Many then demanded that the Nobel be withdrawn from Aung San Suu Kyi, but according to the Swedish institution, “the statutes of the Nobel Peace Prize would not allow it.”

Most controversial Nobels: Yasser Arafat

In 1994, the Nobel Peace Prize was jointly received by the Israelis Shimon Peres and Yitzhak Rabin and the Palestinian Yasser Arafat for their role in signing the Oslo Accords.

A leader accused of financing terrorism

The choice of the Palestinian leader caused the most controversy since, at the time, he was accused of financing terrorism and of having armed his people with international aid money. To show his dissatisfaction, a member of the Swedish academy decided to resign.

Most controversial Nobels: Theodore Roosevelt

In 1906, the President of the United States was surprised to receive the Nobel Peace Prize for “his assistance in the peace negotiations in the Russo-Japanese war.”

"Speak softly and carry a big stick"

The controversy is due to the fact that we know that Theodore Roosevelt is the author of the famous “Big Stick” doctrine: "speak softly and carry a big stick; you will go far." Roosevelt became famous for this tough foreign policy that advocates diplomatic negotiations firmly supported by military force - a far cry from peaceful negotiation tactics one might expect of a Nobel Peace Prize winner.

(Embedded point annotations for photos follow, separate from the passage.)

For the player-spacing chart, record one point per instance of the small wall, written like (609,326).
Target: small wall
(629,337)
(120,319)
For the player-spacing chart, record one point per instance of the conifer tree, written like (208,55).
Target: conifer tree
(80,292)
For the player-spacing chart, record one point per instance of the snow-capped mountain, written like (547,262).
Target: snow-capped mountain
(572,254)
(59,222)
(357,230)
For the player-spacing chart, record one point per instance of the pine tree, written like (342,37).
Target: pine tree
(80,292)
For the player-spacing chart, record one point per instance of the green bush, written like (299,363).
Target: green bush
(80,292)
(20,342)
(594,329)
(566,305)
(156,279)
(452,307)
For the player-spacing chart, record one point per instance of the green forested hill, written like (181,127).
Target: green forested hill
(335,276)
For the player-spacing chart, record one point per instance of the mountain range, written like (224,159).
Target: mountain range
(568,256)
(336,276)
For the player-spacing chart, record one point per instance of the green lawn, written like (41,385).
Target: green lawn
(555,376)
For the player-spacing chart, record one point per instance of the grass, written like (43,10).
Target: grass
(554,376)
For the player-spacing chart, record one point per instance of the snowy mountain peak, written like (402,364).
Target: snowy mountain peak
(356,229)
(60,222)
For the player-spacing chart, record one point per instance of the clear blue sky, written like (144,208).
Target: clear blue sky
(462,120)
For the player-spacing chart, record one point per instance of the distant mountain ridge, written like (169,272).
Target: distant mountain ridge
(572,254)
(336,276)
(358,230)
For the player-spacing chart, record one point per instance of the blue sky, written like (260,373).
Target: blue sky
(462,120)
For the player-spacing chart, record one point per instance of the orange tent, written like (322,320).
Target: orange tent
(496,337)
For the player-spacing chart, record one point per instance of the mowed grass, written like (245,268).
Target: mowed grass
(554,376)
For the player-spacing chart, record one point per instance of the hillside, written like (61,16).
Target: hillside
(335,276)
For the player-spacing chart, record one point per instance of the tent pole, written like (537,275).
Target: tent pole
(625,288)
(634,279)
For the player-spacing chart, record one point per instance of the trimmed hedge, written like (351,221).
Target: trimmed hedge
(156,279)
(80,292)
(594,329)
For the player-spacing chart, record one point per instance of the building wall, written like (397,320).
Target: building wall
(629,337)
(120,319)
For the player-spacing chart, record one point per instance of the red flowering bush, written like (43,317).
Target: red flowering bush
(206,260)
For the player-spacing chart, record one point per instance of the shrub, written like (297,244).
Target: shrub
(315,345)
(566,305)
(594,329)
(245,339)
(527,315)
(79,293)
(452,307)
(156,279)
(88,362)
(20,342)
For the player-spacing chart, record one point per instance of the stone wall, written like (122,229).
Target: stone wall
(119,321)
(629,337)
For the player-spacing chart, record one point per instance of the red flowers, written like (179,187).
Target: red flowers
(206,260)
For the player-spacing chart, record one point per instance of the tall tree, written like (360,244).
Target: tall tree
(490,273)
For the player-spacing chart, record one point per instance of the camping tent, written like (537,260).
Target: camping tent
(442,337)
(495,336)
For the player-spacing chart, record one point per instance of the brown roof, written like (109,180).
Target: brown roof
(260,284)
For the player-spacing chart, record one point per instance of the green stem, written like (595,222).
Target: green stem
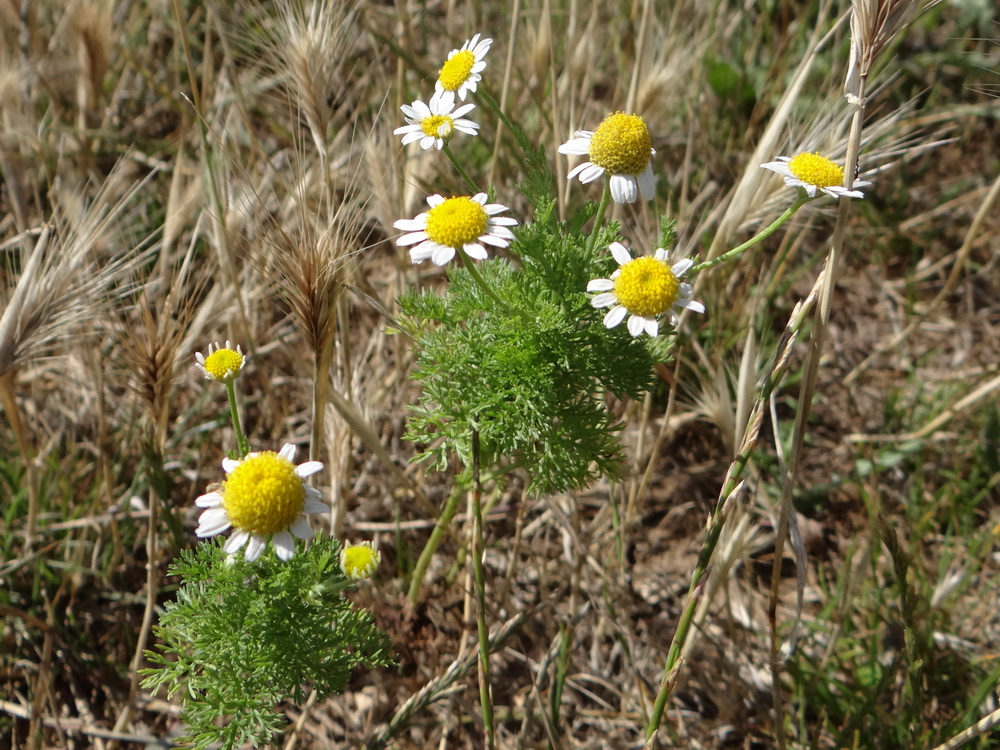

Most controversial Nobels: Winston Churchill

In 1953, Winston Churchill was awarded the Nobel Prize for Literature “for his mastery of historical and biographical description as well as for brilliant oratory in defending exalted human values”…

Churchill could not be granted a peace prize

One hypothesis claims that in reality, Churchill was awarded the prize for literature because it was impossible to grant him a peace prize.

Most controversial Nobels: Jean-Paul Sartre

The French writer Jean-Paul Sartre refused the Nobel Prize for Literature in 1964 because, according to him, “no man deserves to be consecrated during his lifetime.”

A famous refusal...

This refusal remains famous because it so well illustrates the state of mind of this intellectual who wanted to be independent of the political powers and who also refused other rewards. Jean-Paul Sartre, however, regretted the scandal caused by his decision.